In its November 10 order, the court, represented by Justices GS Patel and Kamal Khata, expressed disapproval, stating, "They are, we are told, in a position to make these demands, and it does not matter — and should not matter — to anyone, even a court of equity that there is no such provision made for salaried persons working in the city."
Highlighting the financial burdens faced by salaried employees, the court noted, "It is these salaried employees who routinely draw on whatever sources they have... Nobody gives them a free house. Nobody gives them transit rent or any form of financial relief."
The case involved the Vaibhavi SRA Co-operative Housing Society, seeking relief for members facing eviction due to a land development project. The society sought to cancel the developer's appointment and requested alternative housing and transit rent.

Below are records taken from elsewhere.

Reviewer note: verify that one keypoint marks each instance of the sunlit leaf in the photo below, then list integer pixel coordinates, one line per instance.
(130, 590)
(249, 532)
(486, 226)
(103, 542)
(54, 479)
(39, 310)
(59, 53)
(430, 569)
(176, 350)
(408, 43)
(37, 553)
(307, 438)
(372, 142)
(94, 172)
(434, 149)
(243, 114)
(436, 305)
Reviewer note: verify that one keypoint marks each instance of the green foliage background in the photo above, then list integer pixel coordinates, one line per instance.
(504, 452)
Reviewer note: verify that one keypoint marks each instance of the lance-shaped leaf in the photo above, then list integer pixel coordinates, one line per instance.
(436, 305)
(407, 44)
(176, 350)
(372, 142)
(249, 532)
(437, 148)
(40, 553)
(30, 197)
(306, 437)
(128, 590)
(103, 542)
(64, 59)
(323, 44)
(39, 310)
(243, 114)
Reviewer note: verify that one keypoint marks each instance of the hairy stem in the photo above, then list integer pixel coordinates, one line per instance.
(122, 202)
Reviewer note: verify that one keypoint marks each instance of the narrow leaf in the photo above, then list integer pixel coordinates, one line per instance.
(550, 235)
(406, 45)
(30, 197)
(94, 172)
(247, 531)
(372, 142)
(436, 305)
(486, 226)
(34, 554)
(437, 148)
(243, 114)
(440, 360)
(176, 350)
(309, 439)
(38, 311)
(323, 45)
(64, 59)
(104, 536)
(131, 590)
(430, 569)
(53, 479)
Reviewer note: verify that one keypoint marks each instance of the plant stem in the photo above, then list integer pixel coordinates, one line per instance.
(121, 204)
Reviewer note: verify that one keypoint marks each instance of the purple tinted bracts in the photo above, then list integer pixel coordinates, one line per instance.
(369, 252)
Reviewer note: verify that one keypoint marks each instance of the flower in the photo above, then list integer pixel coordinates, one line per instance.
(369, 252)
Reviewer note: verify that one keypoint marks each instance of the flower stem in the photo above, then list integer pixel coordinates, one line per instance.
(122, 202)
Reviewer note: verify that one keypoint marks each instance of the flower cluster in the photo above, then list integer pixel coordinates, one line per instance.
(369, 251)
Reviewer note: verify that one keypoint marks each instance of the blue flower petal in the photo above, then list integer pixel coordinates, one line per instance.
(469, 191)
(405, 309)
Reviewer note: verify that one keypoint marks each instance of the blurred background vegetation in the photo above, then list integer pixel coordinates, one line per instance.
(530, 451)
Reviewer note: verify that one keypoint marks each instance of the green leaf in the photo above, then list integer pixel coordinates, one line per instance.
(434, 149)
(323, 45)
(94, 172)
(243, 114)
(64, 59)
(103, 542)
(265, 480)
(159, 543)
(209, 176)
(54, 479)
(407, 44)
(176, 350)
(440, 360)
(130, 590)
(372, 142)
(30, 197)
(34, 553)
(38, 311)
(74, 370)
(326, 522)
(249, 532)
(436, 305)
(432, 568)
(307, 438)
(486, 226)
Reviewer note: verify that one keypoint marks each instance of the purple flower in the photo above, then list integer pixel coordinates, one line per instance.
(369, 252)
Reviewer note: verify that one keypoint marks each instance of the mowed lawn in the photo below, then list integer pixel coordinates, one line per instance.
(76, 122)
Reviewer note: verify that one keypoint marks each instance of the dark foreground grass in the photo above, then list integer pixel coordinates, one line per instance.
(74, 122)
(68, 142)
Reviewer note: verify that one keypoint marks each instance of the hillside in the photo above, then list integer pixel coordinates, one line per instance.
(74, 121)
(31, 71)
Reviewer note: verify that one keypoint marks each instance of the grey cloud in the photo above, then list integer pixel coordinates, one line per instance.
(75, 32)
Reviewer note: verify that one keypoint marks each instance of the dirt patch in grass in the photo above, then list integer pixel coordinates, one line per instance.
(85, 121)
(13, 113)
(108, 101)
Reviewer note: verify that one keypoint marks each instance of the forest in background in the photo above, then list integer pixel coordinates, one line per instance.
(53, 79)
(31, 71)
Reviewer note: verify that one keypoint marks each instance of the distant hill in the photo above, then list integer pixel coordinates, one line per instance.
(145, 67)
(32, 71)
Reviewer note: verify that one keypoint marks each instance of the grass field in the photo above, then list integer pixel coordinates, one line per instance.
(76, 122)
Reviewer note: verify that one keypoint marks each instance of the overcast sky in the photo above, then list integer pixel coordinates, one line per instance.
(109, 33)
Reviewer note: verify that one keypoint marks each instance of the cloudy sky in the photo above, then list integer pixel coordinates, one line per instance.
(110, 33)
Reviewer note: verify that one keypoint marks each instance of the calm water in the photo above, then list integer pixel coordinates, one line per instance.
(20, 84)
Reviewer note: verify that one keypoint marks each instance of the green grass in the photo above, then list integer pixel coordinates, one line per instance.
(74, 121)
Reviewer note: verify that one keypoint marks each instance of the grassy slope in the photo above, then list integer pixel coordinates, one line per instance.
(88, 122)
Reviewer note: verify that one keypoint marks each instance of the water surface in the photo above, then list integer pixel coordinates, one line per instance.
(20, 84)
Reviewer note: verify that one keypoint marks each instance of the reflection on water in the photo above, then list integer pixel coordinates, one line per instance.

The court acknowledged the petitioner-society's objections to the developer and their demands, including determining the location and setup of rehabilitation units. The court remarked, "There is such a thing as going too far. We do not believe that these societies have this spectrum of rights."
Advocate Simil Purohit, representing the developer, assured payment of transit rent until December 2023, contingent on the society accepting proposed plans. The court underscored that unrealistic demands, including substantial transit rent, could not be endorsed.
This ruling prompts a reflection on the disparity in housing benefits and financial relief, raising questions about the extent of rights for slum dwellers in determining rehabilitation unit aspects.